Our politicians have lost their souls
September 25, 2005
By Raffique Shah
LAST weekend, speaking with the media after the PNM general council meeting, its Chairman John Donaldson said during the meeting the party's leader, Prime Minister Patrick Manning, boasted that if general elections were called soon, the PNM would win a landslide victory.
Donaldson spent much time "flexing" before the media until some reporter asked him if they had discussed the near-crisis crime situation. After all, a murder-a-day, unabated, more violent kidnappings (journalist Judy Raymond's son and a few other victims were still in the hands of kidnappers), one would expect the people who govern the country to at least put crime on their agenda. "No!" Donaldson responded emphatically. "We did not discuss that at all."
But a week in politics in a hell of a long time, experienced politicians would tell you. In fact, days after that meeting, Dr Eddie Koury, nephew of Health Minister John Rahael, was robbed and kidnapped, leaving only a bloody trail behind him. Within hours the police stormed a house somewhere in Mausica and detained five persons. Then on Thursday, when Works Minister Colm Imbert was the main speaker at the post-Cabinet media conference, he asked a similar question: did the Cabinet discuss the crime situation? "Yes," he responded in a rather sombre manner, his head bowed: "We spent much time discussing the issue."
Now, for some time people have been telling the Government that only when crime hits home, close to them, maybe, just maybe, they would be forced to act. It's not that anyone with a modicum of humanity would wish the ministers ill will, nor, of course, would anyone condone Koury's kidnapping. Far from it, those who have lived through the trauma of the crime-rampage-robbed, violated in the worst manner, beaten, possibly raped or buggered, and stripped of their valuables-will not wish the horrible experience on their worst enemy. Still, one cannot help but think that it took a bullet too close to their collective ears for Cabinet members to at least get a little more serious about crime.
This is unacceptable, even nauseating. Ordinary citizens of this country have endured a crime wave that is so intense, little wonder God has spared us the ravages of a Katrina or a Rita. In fact, She has punished this nation with a vengeance worse than that of the God "Moko", by imposing on us complete idiots for politicians! Really, how else does one explain the uncaring nature of the Government, the double punishment crime victims have to endure-torture from the bandits and kidnappers, and more torture at the hands of the police?
Sadly for victim number-however-many, his uncle happened to be a member of the general council that did not discuss crime last weekend. Mercifully for him, his uncle did manage to persuade his Cabinet colleagues, after the brutal fact I should add, that it must be discussed. One wonders if the criminals need to get even bolder, and, say, take the wife or child of some minister hostage before the Cabinet not merely discusses the issue, but they move "dread" against the few sub-humans who are holding the nation to ransom, almost literally.

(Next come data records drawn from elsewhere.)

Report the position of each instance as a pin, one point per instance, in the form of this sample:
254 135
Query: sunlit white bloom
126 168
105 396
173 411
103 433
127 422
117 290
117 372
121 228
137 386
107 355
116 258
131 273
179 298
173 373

Maybe as citizens that's what we must do to get some relief: beg the bandits (well, we have grown accustomed to begging, cowering before them) to do us the big favour. But unlike the heartless politicians, our people are by and large a humane lot. And no one would wish for such an occurrence. But one cannot help but think: what the hell going on in this place? Minister Martin Joseph waves two same-day newspapers from the UK before our eyes, brandishes the headlines about police incompetence before our eyes, and expects us to take him seriously. A child can go on the Internet and learn that the murder rate in this country, measured on an international scale (for every 100,000 people), ranks us at number five! Number five, Mr Prime Minister!
Doesn't shame count for anything anymore? However inept the police may be, whatever the trends in crime worldwide, what can justify the level of lawlessness that is savaging the soul of the nation? Mr Manning can crow like a rooster about winning the next elections because he sees before him an opposition party that is imploding. But does he not see that while he may again win the prize of Prime Minister, he will, in the process, have lost most of his people? Does he not feel ashamed that even as the country wallows in unforeseen wealth, it's gutter-deep when it comes to crime and law enforcement?
I know the PM and most of his colleagues, including chairman Donaldson, are God-fearing men and women or so they would have us believe. I leave them with my version of a biblical injunction: what does it profit a party to gain the material world when its leaders lose their very souls?